Sedation dentistry offers you the chance to keep your teeth in optimal care no matter how uneasy you are about dental procedures. Another way that you can strive to achieve oral health is developing good habits. After all, a good dental care routine is essential for healthy teeth and gums, but there is more than meets the eye (and tooth) than brushing, flossing, and swishing. Other choices also have an impact on how great your smile looks and how healthy your teeth are underneath it all. What you eat and drink can contribute to plaque build-up, tooth decay, chipped teeth, and more. Only eat the following foods or drinks on a regular basis if you don't care about losing your pearly whites.

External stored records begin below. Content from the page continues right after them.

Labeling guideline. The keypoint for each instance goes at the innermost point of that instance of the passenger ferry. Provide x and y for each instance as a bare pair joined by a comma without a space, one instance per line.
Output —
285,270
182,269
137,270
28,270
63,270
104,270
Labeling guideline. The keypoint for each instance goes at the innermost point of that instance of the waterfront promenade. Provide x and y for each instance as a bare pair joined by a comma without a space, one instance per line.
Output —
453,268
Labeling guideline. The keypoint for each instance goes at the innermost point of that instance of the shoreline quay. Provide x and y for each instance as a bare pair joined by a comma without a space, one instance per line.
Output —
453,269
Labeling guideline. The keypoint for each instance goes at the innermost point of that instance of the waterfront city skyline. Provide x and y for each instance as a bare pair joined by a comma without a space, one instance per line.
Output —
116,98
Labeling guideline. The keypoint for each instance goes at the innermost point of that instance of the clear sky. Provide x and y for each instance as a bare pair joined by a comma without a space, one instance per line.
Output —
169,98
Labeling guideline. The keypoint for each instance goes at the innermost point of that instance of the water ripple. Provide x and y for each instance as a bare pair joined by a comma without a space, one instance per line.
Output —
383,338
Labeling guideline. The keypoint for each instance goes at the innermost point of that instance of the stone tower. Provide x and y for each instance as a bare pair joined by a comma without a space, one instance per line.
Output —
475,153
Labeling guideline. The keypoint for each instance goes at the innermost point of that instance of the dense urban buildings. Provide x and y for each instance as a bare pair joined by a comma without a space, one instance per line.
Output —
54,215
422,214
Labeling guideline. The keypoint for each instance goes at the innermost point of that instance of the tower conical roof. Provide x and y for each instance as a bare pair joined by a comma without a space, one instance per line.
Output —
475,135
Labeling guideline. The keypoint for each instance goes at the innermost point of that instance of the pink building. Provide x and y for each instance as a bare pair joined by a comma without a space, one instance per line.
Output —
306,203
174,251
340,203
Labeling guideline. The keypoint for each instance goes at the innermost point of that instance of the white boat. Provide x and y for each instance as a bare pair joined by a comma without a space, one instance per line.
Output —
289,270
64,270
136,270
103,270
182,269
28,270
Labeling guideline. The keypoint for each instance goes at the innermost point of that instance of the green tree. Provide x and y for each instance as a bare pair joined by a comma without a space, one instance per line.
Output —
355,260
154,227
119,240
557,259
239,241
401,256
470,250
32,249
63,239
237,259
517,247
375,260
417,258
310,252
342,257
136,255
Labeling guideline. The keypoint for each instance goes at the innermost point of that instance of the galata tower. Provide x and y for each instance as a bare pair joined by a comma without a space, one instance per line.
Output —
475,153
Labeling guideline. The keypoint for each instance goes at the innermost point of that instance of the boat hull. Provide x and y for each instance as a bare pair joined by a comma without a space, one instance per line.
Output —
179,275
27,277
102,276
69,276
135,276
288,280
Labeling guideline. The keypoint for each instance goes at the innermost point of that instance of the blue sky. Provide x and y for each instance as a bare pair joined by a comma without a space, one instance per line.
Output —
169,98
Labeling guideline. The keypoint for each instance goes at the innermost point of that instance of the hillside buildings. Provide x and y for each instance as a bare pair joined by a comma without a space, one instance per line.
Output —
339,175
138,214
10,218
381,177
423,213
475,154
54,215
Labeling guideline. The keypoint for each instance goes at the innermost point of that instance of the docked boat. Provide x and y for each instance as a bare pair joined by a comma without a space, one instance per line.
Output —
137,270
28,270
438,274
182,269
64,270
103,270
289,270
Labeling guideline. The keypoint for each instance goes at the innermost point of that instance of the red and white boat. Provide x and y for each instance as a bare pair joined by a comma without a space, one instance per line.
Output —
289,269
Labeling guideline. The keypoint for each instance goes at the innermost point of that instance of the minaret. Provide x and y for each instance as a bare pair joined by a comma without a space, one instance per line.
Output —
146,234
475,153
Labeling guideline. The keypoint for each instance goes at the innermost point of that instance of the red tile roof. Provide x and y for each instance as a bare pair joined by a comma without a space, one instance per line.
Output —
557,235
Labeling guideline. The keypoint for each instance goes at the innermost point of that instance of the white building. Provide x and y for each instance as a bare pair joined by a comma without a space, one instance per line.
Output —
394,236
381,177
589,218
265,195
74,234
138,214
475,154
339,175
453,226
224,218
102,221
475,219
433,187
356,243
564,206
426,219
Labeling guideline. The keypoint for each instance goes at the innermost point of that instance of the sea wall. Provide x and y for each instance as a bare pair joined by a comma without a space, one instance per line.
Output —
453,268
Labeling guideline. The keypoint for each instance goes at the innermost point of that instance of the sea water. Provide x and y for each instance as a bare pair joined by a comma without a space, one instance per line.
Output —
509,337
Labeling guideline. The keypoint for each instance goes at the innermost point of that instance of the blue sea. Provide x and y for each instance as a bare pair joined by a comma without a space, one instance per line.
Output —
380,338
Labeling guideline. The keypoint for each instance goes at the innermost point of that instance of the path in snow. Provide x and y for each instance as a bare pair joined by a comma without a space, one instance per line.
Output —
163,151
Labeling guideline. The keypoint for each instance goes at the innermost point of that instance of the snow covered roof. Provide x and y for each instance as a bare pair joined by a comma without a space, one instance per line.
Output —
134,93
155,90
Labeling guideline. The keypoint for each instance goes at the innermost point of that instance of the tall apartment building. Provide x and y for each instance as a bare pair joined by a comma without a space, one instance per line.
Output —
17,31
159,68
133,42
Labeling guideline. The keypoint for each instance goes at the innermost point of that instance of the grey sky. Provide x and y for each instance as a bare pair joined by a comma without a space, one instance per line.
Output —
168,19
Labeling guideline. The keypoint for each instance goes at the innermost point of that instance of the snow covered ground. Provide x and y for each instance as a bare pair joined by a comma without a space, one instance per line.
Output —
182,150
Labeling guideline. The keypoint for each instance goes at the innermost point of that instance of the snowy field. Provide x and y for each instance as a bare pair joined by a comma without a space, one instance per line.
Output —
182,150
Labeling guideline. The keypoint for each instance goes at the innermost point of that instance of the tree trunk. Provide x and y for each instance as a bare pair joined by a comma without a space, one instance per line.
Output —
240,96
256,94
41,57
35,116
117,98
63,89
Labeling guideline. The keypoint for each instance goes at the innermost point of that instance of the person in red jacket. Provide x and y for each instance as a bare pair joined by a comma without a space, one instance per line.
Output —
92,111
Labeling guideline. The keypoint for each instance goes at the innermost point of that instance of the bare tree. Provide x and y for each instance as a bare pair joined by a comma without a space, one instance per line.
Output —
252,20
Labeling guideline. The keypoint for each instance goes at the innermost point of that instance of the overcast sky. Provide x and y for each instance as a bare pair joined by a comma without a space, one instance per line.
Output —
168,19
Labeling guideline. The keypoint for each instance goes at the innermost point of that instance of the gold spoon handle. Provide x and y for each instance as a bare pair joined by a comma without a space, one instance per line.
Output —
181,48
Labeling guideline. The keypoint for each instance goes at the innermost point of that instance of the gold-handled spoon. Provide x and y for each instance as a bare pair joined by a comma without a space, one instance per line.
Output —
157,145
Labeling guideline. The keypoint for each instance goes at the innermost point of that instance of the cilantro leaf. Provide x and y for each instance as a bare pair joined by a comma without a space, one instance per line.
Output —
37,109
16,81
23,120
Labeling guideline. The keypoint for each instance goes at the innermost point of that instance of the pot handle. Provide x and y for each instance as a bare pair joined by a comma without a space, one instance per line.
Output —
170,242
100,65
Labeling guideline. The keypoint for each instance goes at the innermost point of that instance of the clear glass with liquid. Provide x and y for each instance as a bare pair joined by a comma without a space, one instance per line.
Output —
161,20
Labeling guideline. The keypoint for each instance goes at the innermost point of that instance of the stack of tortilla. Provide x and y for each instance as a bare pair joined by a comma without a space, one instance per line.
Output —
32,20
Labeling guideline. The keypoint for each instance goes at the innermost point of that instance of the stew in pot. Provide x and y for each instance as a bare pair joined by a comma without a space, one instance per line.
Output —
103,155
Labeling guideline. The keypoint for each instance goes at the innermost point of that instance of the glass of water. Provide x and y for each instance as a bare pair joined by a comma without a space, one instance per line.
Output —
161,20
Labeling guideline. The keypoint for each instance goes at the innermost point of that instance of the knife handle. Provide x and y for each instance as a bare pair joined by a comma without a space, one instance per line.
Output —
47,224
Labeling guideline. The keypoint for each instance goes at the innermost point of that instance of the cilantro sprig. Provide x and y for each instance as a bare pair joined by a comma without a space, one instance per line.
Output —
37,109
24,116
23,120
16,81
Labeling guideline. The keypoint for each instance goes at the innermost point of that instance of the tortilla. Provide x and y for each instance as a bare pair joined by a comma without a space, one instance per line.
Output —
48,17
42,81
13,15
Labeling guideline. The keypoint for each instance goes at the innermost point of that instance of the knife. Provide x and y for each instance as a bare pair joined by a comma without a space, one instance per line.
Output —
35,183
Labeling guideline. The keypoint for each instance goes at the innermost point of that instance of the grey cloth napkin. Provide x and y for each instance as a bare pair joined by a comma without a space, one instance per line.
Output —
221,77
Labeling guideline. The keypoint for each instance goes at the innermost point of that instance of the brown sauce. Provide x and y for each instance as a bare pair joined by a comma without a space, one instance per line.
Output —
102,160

How can you go wrong with ice? After all, it is simply frozen water, and water is a recommended beverage for your health. Well, the truth is that ice can do some major damage in your mouth. When you chew on ice, its hard surface can break or chip a tooth, and chewing ice can also damage the enamel of your teeth. It's best to stick with H20 as a liquid.

Hard Candy

Hard candy is one of the biggest culprits in tooth damage. It is bad for you in multiple ways. For starters, the hard surface of the candy can break or crack tooth enamel when you try chewing the candy before it has fully dissolved in your mouth. It may very well do more damage when you let it linger in your mouth since that is giving your teeth constant exposure to the sugar for however long you suck on the candy.

Sodas of All Kinds

You may expect sugary sodas to be on a do-not-drink for dental care, but it's more than the sugar-laden stuff that should be avoided. Even diet soda can contribute to tooth erosion. Its acids can do a number on your tooth enamel. Instead, reach for water when possible. If you really want to drink a can of soda, try to sip it through a straw to minimize its exposure to your teeth.

Dried Fruit

Alright, fresh fruit is healthy for you in many ways, and the same is true for dried fruit. However, keep in mind that dried fruit is both sticky and sweet. It can get stuck between your teeth, and its high sugar content can help the bacteria in your mouth thrive. It can cause damage before you have the chance to brush it away.

Finally, keep in mind that your dental health cannot be simply summed up in terms of a care routine or damage caused by one single snack. However, your daily habits have a big impact on how healthy and appealing your teeth are, so try to make smart choices each day. That will usually include avoiding these foods and beverages.